Rather like Christian Bale, Michael Fassbender is not afraid to get his hands dirty for his art. There are few who would have the balls – literally – to play an ass and cock-bearing sex addict, especially during the prime of their career. But Michael is proving to be made of sterner stuff. Stuff that only comes along a couple of times a generation. Likewise, Steve McQueen is managing to prove himself as somewhat of a legend, despite only having released two films to date. Perhaps like Terence Malick, McQueen will be a man of gravity defying quality as opposed to quantity. This Brit – who won the Turner Prize in 1999 – has got the cranium and the creativity to rival Malick.
Fassbender has the acting ability (goes without saying) and the perfect physical appearance for the sex-addicted Brandon. A hard, slightly sinewy body devoid of fat. Rugged but well-kept features and those penetrating, Willem Dafo eyes. His body mirrors his character.
Steve McQueen’s long, long close ups on faces – few directors could get away with that without boring the hell out of audiences – means only the highest caliber of actor will do. I don’t think I have ever been able to read a person’s every thought and emotion before. But that is what I did as Brandon watches his sister singing a bone-chilling rendition of New York, New York.

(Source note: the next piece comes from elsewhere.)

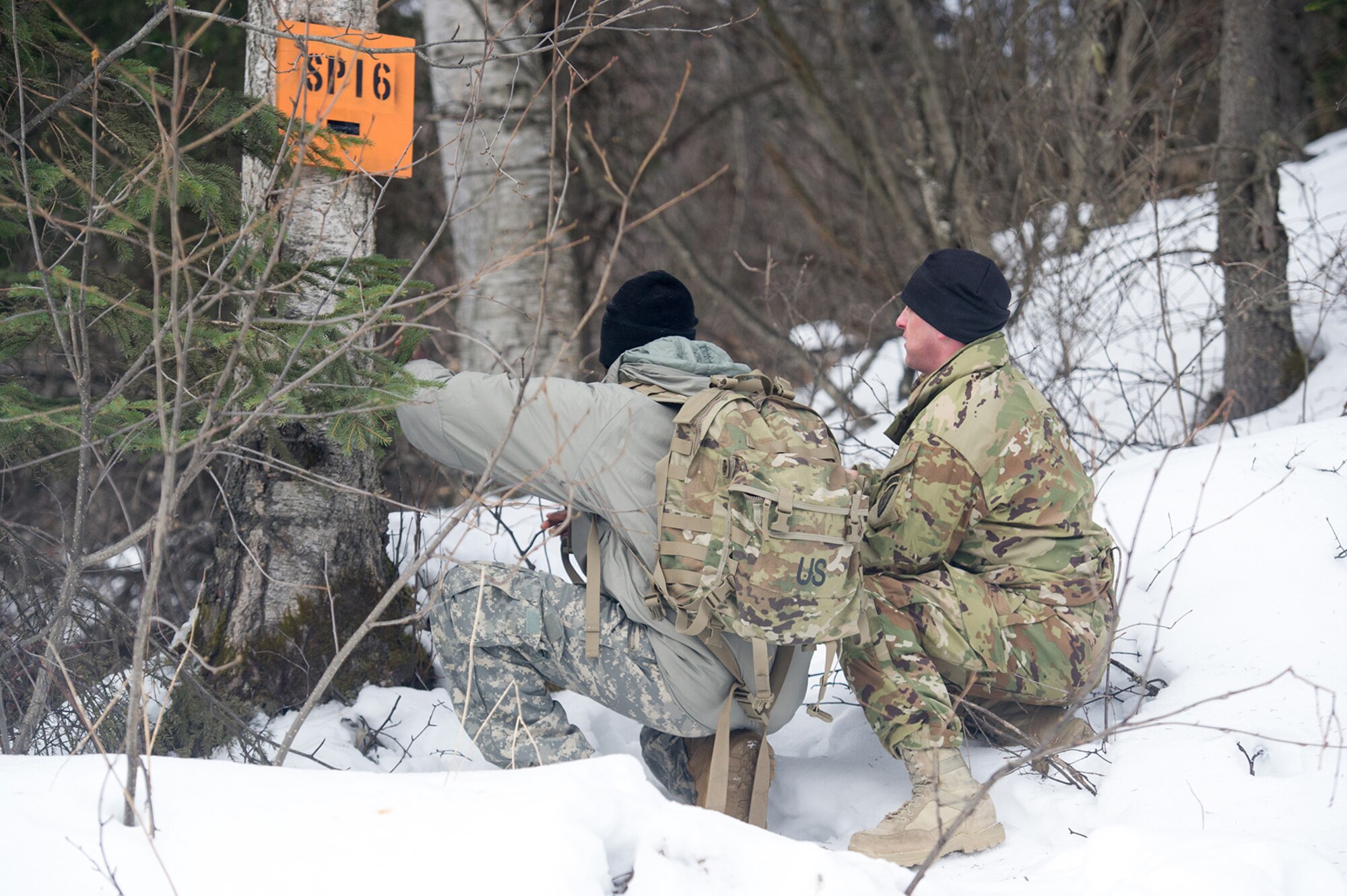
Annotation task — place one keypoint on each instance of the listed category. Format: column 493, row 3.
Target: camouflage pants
column 502, row 633
column 934, row 645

One knows before watching the film that Carey Mulligan will do a faultless job. She’s saucy and ever so slightly slutty as Brandon’s kid sister Sissy – a side we have not yet seen of her – and demonstrates that she is in for a career without limits.
McQueen creates scenes so concentrated, detailed and powerful, it is as if we have read a book, not watched a series of flickering images. He wrings every fibre of truth out of A Picture Paints A Thousand Words. But he is also a master of the dialogue, every one of which is rich and succinct. No opportunity for actors to hide behind their lines. The conversations are so good you wish you had had them yourself.
He also gives us unadulterated bites of reality. So real you recognise them, and even remember them. The awkward-nervous start to a date: conversation on hiatus as Brandon and work-mate Alexa (played by the stunning Mari-Ange Ramirez) wait for the waiter to finish pouring out the wine. And then there is the foreplay and fumbling between Brandon and Alexa that comes with no background music to lighten things. Fassbender and Ramirez’s chemistry make the scene almost too real for comfort. McQueen turns the viewer into the voyeur.
Music is an essential ingredient that is used to drag you in emotionally that much more. Yet it is unobtrusive. Harry Escott’s classical score starts and finishes the film, with some funky Disco music and jazz in between, and a completely breath taking mix of pounding electronic music by Mark Loque played underneath Escott’s title score. What a soundtrack.
I had a post-mortem of the movie with one of my colleagues at work (I work in casting), someone who has years of experience in the film industry. Turns out I had failed to pick up on a HUGE elephant-in-the-room element of the storyline. What it was? Go see for yourselves!
Like an addict, I watched Shame alone and in secret, in the middle of the afternoon, in the middle of the week. I’m glad I did. There are few people I would have been comfortable enough with watching those prolonged close-ups on bums and writhing bodies and Fassbender’s face, locked in effort and vice and… shame.